Mr Putin also unveiled his draft programme for the March presidential poll, which acknowledged Russians’ desire for faster change but barely touched on issues such as corruption and political reform.
He has already faced the biggest protest rallies of his 12-year rule when tens of thousands of people, many affluent and educated city dwellers, took to the streets last month to protest against alleged fraud in the 4 December parliamentary election.
Mr Putin remains Russia’s most influential politician but his popularity has been shrinking since he decided last September to return to the Kremlin after four years as prime minister.
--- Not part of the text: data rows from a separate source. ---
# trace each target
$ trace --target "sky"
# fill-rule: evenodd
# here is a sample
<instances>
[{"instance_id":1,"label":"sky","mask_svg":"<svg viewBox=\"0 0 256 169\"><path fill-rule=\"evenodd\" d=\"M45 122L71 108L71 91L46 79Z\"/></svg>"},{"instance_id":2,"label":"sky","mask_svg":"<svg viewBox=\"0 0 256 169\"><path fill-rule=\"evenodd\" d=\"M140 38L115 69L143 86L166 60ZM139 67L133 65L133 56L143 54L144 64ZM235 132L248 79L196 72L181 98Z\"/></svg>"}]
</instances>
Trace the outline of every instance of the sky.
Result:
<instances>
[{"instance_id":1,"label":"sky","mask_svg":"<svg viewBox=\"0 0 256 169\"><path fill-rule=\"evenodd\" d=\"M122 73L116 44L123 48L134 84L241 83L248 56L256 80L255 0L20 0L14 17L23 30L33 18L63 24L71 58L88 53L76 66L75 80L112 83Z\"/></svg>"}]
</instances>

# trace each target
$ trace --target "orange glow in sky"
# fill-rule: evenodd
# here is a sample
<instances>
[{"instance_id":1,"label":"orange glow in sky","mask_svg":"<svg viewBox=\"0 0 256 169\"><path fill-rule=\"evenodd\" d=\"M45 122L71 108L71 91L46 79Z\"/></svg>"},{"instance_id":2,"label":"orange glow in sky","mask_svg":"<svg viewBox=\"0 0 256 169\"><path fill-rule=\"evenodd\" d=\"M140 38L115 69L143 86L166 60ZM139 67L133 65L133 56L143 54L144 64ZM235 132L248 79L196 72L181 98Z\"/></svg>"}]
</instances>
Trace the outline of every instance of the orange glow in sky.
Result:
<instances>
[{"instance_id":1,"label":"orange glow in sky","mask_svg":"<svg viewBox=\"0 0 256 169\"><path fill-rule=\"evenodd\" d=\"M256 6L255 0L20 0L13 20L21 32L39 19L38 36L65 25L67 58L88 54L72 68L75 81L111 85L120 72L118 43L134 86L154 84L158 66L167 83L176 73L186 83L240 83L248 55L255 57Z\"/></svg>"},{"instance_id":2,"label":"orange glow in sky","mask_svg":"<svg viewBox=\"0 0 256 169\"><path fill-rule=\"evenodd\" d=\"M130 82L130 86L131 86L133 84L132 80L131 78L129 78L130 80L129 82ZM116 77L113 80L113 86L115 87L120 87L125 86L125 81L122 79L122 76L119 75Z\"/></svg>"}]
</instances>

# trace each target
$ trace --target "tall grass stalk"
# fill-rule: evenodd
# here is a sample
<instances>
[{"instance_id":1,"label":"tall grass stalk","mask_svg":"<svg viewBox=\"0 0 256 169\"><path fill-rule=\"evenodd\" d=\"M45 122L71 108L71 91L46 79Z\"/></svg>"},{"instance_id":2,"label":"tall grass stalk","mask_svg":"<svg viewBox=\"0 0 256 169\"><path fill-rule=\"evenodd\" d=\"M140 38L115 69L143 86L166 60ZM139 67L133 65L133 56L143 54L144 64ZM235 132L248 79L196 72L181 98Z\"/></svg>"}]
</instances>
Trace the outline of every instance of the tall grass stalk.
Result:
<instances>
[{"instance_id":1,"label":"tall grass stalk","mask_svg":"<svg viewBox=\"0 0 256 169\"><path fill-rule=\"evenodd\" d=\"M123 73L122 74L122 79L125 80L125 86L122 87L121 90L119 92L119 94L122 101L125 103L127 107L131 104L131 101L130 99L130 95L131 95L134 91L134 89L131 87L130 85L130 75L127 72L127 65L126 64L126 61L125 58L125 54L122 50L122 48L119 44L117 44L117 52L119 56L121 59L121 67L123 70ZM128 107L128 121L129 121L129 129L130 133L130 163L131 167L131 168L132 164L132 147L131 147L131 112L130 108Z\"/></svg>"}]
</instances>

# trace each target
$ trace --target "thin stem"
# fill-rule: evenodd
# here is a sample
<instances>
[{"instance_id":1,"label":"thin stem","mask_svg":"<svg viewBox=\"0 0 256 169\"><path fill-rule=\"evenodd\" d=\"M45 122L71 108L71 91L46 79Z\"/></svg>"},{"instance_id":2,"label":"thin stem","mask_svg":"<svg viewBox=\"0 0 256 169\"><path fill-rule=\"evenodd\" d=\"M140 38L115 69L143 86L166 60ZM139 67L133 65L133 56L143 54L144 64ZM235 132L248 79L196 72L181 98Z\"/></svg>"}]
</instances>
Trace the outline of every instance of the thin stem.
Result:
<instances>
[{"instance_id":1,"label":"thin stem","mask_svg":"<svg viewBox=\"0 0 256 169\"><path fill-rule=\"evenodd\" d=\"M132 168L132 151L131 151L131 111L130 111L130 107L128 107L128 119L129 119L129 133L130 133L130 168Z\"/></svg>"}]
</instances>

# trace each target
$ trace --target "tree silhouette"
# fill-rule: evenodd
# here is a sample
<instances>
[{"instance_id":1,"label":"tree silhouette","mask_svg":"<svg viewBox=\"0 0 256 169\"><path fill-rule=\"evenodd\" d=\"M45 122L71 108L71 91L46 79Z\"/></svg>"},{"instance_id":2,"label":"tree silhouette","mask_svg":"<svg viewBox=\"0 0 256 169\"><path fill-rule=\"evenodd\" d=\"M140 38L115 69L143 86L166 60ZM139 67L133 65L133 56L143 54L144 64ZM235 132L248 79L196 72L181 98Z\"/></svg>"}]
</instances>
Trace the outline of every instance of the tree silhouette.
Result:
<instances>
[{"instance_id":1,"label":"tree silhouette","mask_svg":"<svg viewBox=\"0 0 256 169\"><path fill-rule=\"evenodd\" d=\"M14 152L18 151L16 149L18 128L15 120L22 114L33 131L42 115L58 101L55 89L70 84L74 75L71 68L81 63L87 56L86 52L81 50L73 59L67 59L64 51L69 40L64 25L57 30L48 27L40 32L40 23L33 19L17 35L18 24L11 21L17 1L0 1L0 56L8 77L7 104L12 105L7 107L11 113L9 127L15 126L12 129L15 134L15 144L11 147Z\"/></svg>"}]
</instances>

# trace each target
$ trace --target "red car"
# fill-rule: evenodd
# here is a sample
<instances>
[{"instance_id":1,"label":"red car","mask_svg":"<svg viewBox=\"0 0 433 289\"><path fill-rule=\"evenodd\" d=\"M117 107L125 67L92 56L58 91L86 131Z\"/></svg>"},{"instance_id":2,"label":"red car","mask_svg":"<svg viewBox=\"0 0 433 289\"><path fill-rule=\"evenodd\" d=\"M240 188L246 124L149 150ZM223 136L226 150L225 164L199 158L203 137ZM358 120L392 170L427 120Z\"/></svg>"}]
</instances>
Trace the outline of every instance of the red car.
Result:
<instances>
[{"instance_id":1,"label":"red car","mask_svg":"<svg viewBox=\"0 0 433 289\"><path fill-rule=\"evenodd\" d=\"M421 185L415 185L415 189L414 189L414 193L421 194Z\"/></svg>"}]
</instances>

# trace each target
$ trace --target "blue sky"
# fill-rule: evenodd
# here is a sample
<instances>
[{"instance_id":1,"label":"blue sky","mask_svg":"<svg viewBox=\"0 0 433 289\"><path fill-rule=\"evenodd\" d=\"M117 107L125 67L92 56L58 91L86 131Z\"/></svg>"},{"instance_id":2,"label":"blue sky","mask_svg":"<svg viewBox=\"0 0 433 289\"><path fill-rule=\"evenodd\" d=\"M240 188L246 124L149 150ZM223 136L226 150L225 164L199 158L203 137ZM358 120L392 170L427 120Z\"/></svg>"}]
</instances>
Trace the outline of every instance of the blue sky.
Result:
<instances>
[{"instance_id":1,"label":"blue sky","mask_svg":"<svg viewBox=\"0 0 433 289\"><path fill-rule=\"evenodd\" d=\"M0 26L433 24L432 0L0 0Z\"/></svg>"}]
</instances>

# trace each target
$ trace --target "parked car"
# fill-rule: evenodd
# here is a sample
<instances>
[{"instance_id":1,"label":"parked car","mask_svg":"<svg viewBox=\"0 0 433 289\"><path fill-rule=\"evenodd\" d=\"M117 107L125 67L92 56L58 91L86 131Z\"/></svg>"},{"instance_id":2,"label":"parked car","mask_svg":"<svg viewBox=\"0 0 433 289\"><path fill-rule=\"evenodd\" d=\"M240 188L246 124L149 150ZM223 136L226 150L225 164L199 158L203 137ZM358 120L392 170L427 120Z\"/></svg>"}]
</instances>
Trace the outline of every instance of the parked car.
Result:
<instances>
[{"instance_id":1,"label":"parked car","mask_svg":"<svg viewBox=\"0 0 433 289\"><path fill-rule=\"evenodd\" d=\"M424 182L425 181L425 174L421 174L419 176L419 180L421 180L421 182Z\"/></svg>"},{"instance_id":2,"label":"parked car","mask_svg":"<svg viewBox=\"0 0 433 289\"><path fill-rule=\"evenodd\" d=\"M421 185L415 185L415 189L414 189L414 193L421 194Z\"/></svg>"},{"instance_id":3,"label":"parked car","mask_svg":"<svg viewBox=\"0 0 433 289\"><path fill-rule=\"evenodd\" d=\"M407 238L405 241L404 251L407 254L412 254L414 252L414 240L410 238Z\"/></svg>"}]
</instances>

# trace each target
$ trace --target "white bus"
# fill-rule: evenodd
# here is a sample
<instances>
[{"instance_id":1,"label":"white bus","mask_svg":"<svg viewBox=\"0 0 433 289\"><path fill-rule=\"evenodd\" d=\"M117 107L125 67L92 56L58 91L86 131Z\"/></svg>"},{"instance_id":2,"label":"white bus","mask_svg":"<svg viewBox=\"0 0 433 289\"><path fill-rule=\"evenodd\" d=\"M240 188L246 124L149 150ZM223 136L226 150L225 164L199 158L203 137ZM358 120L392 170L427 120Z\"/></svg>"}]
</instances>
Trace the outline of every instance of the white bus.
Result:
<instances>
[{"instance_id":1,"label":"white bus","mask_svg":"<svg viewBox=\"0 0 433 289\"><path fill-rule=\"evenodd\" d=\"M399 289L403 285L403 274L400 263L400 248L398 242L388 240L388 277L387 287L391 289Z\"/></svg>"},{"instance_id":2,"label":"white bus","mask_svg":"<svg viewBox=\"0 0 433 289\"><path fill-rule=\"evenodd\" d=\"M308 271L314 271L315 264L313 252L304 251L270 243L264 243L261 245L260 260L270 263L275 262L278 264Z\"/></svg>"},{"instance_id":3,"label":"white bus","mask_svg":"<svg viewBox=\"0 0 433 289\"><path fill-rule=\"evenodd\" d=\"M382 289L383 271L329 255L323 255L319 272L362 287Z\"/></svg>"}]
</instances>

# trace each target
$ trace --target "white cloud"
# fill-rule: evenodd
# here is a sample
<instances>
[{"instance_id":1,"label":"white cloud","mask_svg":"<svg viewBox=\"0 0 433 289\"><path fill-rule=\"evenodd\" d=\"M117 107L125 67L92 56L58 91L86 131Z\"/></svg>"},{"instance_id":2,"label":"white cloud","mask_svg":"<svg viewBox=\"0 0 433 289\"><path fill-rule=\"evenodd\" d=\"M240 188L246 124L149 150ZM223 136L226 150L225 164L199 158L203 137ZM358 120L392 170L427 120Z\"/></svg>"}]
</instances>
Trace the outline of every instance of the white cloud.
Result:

“Vladimir Vladimirovich, I suggest you do not turn the situation into a revolution and resign from the post of prime minister and also take your candidacy off the presidential race,” read a message posted by Svetlana Sorokina.
“Leave politics, please. It is obvious that power is like a drug but it would be a decent move,” wrote Andrei Antinenko.
Anti-Putin messages accounted for at least a third of posts before access was blocked.